In this month’s article I wish to take the reader back to the proposed changes to the retentions regime brought about by the amendments to the Construction Contracts Act 2002.
I have identified these changes in earlier articles in this column, most recently in my July 2016 article titled Companies may not survive sudden CCA retentions regime changes next year.
The final details of the new retention regime have been revealed by way of the Regulatory Systems (Commercial Matters) Amendment Bill.
This passed its third reading on March 24, 2017, and should have received royal assent, making it law on or about March 31, 2017.
Key aspects to the retention regime brought in by the Construction Contracts Amendment Act 2015, and this latest Act are:
• It will only apply to construction contracts entered into before March 31, 2017, unless renewed after that date.
• It will only apply to commercial construction contracts, and by this it is meant that it will not apply to construction contracts entered into with residential occupiers.
• No minimum amount has been specified such that the regime applies to any amount withheld or payment arrangement that acts as a retention.
• Retention money must be held on trust in the form of cash or other liquid assets that are readily converted into cash.
• Alternatively, a complying financial instrument can be used — for example, bond or guarantee or a combination of liquid assets and complying financial instrument.
• A complying financial instrument must be issued by a licensed insurer or registered bank.
• It must be issued in favour of, or endorsed with the interest of, the payee, require the issuer to pay retention money to the payee if the payer fails to pay when contractually due, and the payer is responsible for ensuring premiums are paid and up to date.
• The retention money need not be paid into a separate bank account, and can be mixed with other funds.
• Proper accounting records must be kept of all transactions relating to retentions.
• The trust status of retention funds only ends when the retentions are paid out, the payee gives up its claim, or when the money otherwise is no longer payable under the contract or by law.
• Retention money held on trust is not available for payment of the payer’s debts, and cannot be taken by a receiver or liquidator.
• Retention money can only be used by the payer to remedy defects in the payee’s performance of its contractual obligation.
• Retention money can be invested, but is at the risk of the payer, and subject to the Trustee Act 1956.
• The financial obligation of administering a trust remains with the payer.

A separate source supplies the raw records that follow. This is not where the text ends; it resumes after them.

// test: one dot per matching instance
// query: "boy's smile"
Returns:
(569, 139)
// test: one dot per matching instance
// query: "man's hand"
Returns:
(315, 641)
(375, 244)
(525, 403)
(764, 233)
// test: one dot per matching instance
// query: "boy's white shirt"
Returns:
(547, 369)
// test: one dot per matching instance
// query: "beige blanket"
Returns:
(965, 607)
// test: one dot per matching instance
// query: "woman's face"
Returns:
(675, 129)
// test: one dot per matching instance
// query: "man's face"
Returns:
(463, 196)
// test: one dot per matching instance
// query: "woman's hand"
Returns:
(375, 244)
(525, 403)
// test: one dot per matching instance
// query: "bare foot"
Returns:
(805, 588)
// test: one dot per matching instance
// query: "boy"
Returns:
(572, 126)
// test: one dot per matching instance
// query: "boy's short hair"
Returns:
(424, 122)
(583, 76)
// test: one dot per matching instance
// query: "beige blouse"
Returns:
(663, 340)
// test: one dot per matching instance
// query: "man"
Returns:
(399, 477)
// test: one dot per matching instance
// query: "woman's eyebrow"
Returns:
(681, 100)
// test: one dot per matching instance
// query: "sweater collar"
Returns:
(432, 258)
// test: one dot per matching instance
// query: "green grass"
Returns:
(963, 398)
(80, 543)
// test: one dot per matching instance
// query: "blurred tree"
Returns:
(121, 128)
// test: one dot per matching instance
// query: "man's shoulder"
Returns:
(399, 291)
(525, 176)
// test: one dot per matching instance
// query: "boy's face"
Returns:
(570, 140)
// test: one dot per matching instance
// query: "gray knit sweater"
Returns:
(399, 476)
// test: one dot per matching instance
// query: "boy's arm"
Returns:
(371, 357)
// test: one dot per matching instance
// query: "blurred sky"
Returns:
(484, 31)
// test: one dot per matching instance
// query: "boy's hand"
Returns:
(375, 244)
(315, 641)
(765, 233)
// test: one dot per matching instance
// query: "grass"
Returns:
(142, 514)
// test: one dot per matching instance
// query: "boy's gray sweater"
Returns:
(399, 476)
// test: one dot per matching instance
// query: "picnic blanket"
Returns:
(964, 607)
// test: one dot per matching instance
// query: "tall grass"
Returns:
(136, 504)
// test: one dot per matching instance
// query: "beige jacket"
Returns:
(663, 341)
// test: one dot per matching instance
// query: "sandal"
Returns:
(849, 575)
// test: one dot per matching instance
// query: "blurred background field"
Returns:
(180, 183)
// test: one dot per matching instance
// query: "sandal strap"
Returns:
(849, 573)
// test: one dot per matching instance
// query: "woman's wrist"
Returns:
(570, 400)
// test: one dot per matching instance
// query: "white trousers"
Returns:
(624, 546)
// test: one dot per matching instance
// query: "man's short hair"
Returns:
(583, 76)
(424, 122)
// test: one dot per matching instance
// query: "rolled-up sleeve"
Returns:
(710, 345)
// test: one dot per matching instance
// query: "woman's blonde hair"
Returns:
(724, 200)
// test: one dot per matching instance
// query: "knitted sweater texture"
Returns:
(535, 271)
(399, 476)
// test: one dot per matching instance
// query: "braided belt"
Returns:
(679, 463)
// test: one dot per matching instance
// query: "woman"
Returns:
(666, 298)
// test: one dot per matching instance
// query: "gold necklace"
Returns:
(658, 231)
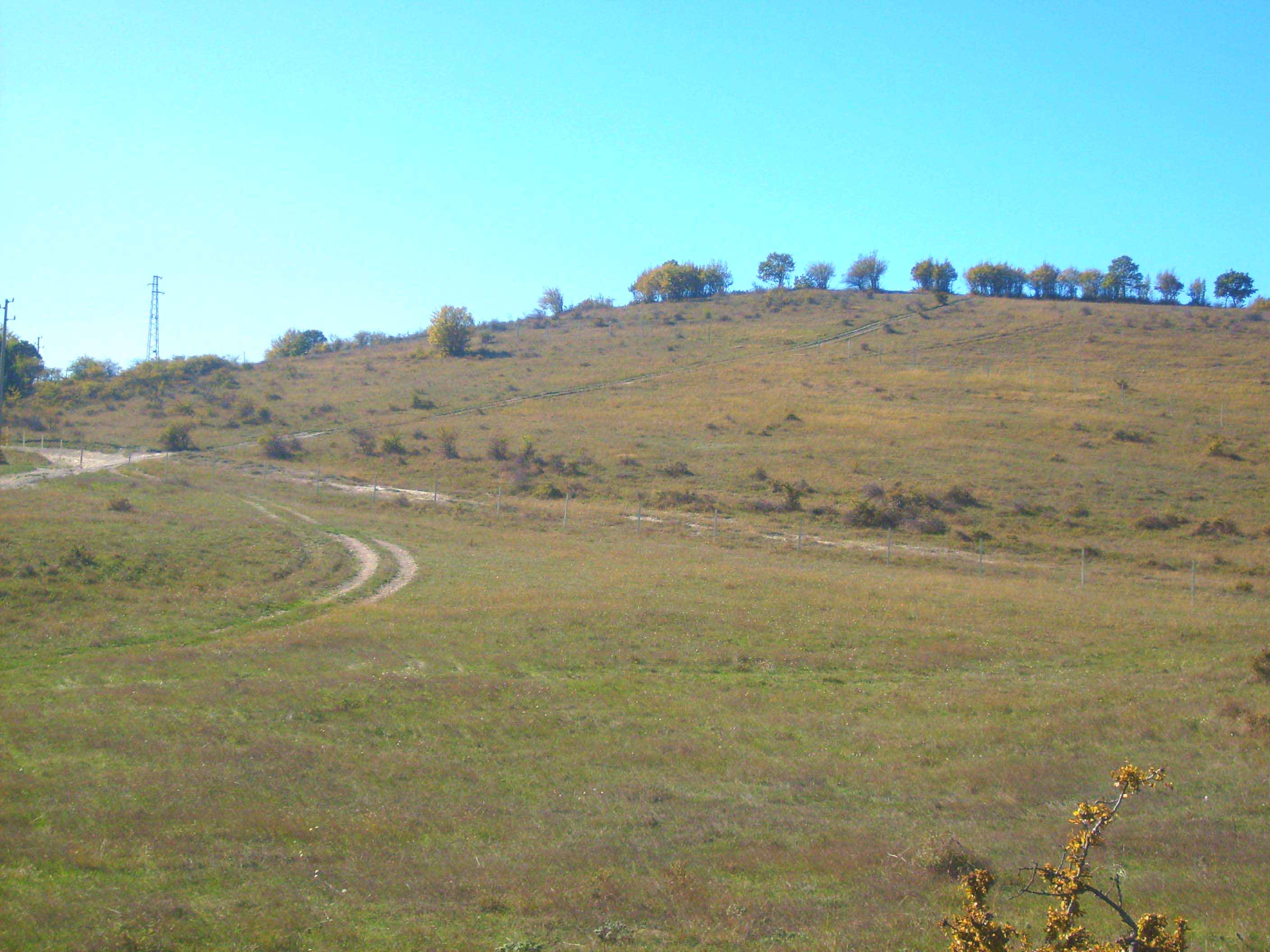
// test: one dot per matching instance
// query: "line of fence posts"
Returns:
(639, 521)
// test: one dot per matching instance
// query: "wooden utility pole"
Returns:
(4, 361)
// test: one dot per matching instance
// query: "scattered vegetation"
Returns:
(1068, 885)
(280, 446)
(176, 438)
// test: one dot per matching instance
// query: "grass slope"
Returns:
(727, 741)
(714, 744)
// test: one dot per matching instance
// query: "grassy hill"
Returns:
(681, 733)
(1058, 426)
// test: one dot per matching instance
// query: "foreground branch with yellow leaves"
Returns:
(977, 929)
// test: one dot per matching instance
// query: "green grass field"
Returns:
(700, 741)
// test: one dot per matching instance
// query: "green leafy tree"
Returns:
(295, 343)
(776, 268)
(1198, 293)
(23, 366)
(1169, 286)
(1043, 281)
(934, 276)
(818, 275)
(715, 279)
(451, 330)
(1068, 284)
(1122, 279)
(91, 369)
(552, 301)
(176, 438)
(1000, 279)
(865, 273)
(1091, 285)
(672, 281)
(1233, 287)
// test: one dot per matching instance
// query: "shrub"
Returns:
(611, 932)
(793, 493)
(1122, 436)
(1217, 527)
(1160, 523)
(279, 446)
(450, 330)
(364, 441)
(1221, 450)
(1261, 667)
(295, 343)
(947, 856)
(176, 438)
(962, 498)
(449, 441)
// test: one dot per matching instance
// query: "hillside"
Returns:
(813, 636)
(1058, 426)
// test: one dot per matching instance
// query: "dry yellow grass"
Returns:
(729, 744)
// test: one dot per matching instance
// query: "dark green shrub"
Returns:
(176, 438)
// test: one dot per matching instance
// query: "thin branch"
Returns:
(1117, 907)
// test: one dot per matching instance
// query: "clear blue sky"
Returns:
(346, 165)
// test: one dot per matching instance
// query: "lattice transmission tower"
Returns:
(153, 337)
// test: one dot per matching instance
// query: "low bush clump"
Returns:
(1213, 528)
(364, 441)
(685, 499)
(1221, 450)
(1122, 436)
(279, 446)
(449, 441)
(1159, 523)
(176, 438)
(907, 508)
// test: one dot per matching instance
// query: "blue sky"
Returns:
(350, 167)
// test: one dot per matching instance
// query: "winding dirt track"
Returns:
(368, 564)
(72, 462)
(66, 462)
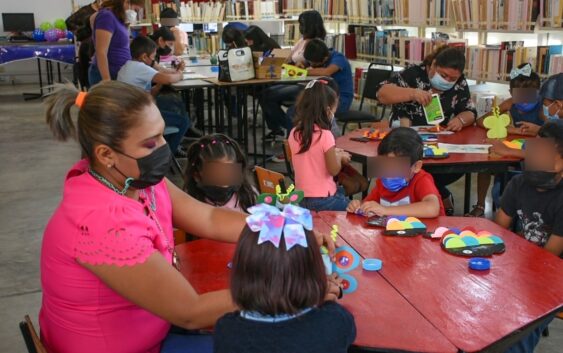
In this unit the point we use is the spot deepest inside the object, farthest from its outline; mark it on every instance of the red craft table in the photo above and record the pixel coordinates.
(455, 163)
(475, 311)
(384, 319)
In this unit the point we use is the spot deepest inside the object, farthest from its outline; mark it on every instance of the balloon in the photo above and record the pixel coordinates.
(60, 24)
(52, 35)
(38, 35)
(45, 26)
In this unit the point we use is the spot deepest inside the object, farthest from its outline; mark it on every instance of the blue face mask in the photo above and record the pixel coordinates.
(549, 117)
(526, 107)
(440, 83)
(394, 184)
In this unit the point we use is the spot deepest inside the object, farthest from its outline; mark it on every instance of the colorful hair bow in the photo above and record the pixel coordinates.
(524, 71)
(271, 222)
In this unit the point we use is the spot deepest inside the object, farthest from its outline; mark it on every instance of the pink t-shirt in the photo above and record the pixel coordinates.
(79, 312)
(311, 174)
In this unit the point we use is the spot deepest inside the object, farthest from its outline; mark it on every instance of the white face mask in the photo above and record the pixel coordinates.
(131, 16)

• Where a payer is late in making payment of retentions it will automatically be liable for interest at the contractual interest rate.
• Any term in a construction contract which makes payment conditional upon anything other than the completion of the payee’s contractual obligations, or makes the retention release date later than the completion of the contractual obligations, or requires the payee to contribute to the cost of administering the trust, is void.
• Construction contracts that include milestone payments are most likely caught by the retentions regime.
• In the usual principal/head contractor/subcontractor scenario, it is most likely that retentions held upstream by the principal will not satisfy the head contractor’s retention obligations for subcontractors. Specific provision of retentions on trust must be made by the head contractor for the subcontractor.
The most likely outcome from the introduction of the new retention regime is that we are likely to see less use of the retention regime so that construction parties can avoid costly compliance.
It is likely that most building contracts, unless made with residential occupiers, or subcontract agreements, will need some adjustments/amendments to reflect the changes brought in.
The application of the new retention regime will impose challenges for the industry.
It is difficult to see exactly how these will play out but, inevitably, one by-product of avoiding the difficulties created by collapses such as that of Hartner Construction is going to be increased costs of construction.
Note: This article is not intended to be legal advice (nor a substitute for legal advice). No responsibility or liability is accepted by Legal Vision or Building Today to anyone who relies on the information contained in this article.